VisualJoyce/ChengyuBERT

About parameters

Closed this issue · 20 comments

I used the parameters showed on your paper.
image

pre-trained BERT:Chinese with Whole Word Masking (WWM)
the maximum length:128
batch size:40 (4X10 GPU cards)
initial learning rate: 0.00005
warm-up steps:1000
optimizer:AdamW
scheduler:WarmupLinearSchedule
epoch:5 (num_train_steps about 80800)

Because of my device (1 * GTX2080Ti), I set train_batch_size = 6000, num_train_steps about 80800. The epoch of the experiment is just 5. The batch size is just 40.

But I can not approach your accuracy, the following picture shows my experiment accuracy.
image
That's a difference of nearly 3~6 %.
image

That's my trainning config json:
{ "train_txt_db": "official_train.db", "val_txt_db": "official_dev.db", "test_txt_db": "official_test.db", "out_txt_db": "official_out.db", "sim_txt_db": "official_sim.db", "ran_txt_db": "official_ran.db", "pretrained_model_name_or_path": "hfl/chinese-bert-wwm-ext", "model": "chengyubert-dual", "dataset_cls": "chengyu-masked", "eval_dataset_cls": "chengyu-masked-eval", "output_dir": "storage", "candidates": "combined", "len_idiom_vocab": 3848, "max_txt_len": 128, "train_batch_size": 6000, "val_batch_size": 20000, "gradient_accumulation_steps": 1, "learning_rate": 0.00005, "valid_steps": 100, "num_train_steps": 80800, "optim": "adamw", "betas": [ 0.9, 0.98 ], "adam_epsilon": 1e-08, "dropout": 0.1, "weight_decay": 0.01, "grad_norm": 1.0, "warmup_steps": 1000, "seed": 77, "fp16": true, "n_workers": 0, "pin_mem": true, "location_only": false }

What's wrong with the parameters?

I am not sure if this is due to gradients harvesting with mutliple GPUs.

My suggestion for single card is to feed the GPU with full memory and make gradient_accumulation_steps=5.

Let's see if that works.

feed the GPU with full memory ?
It means the 'train_batch_size' can use a bigger number than now used ?

Could you please provide the JSON parameter file you used for training?
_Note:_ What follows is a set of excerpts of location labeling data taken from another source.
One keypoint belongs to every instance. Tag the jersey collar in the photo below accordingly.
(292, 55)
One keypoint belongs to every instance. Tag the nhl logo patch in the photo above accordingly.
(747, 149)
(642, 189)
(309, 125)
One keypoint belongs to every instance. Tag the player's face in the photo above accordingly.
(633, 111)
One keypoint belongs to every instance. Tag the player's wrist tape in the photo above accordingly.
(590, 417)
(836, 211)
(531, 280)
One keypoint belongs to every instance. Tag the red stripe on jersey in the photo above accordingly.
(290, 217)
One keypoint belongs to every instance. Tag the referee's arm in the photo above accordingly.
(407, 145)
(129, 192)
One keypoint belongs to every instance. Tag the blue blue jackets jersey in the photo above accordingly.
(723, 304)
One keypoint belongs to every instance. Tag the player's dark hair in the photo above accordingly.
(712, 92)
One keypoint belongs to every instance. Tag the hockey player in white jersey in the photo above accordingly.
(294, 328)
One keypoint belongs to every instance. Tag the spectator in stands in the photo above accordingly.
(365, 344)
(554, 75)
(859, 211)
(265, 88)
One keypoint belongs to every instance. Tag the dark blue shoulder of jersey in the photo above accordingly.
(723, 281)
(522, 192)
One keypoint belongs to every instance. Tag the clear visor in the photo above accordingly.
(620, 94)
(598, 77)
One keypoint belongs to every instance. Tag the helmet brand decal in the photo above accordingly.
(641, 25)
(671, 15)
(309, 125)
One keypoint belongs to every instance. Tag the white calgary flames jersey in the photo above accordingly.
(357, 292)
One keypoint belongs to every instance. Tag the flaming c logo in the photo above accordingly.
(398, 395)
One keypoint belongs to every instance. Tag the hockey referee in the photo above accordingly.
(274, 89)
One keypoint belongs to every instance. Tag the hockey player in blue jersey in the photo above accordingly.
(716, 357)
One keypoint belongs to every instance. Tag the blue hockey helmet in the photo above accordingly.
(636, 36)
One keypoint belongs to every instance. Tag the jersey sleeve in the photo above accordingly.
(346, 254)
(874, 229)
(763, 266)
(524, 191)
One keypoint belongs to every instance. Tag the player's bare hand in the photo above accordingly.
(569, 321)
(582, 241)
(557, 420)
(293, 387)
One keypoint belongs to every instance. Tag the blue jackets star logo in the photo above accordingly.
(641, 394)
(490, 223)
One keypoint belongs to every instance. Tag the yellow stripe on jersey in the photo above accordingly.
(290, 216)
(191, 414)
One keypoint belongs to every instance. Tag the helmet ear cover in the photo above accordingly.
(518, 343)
I'll be grateful to you.

I have been updating this repo for a while, the original JSON config does not change much.

But I do recommend the following setting for single GPU,

    "train_batch_size": 11000,
    "gradient_accumulation_steps": 5,
    "num_train_steps": 18000,

I feel sorry for reproducing issues that you encountered, I hope we can find the reason through trials.

I appreciate your kind help. I'll try the experiment again. ♥

num_train_steps = 18000 , train_batch_size = 11000
The epoch is only 2 , not 5. Does it matter?

If we use gradient_accumulation_steps, for each step, it will use five times examples.

OK! I know it. Thanks. I will try again. Hopefully it will succeed in achieving the desired score.

Yes, I also feel nervous about reproduction, although I tried my code several times.

I hope we can reproduce without difficulty and I will update the parameters for the benefit of all.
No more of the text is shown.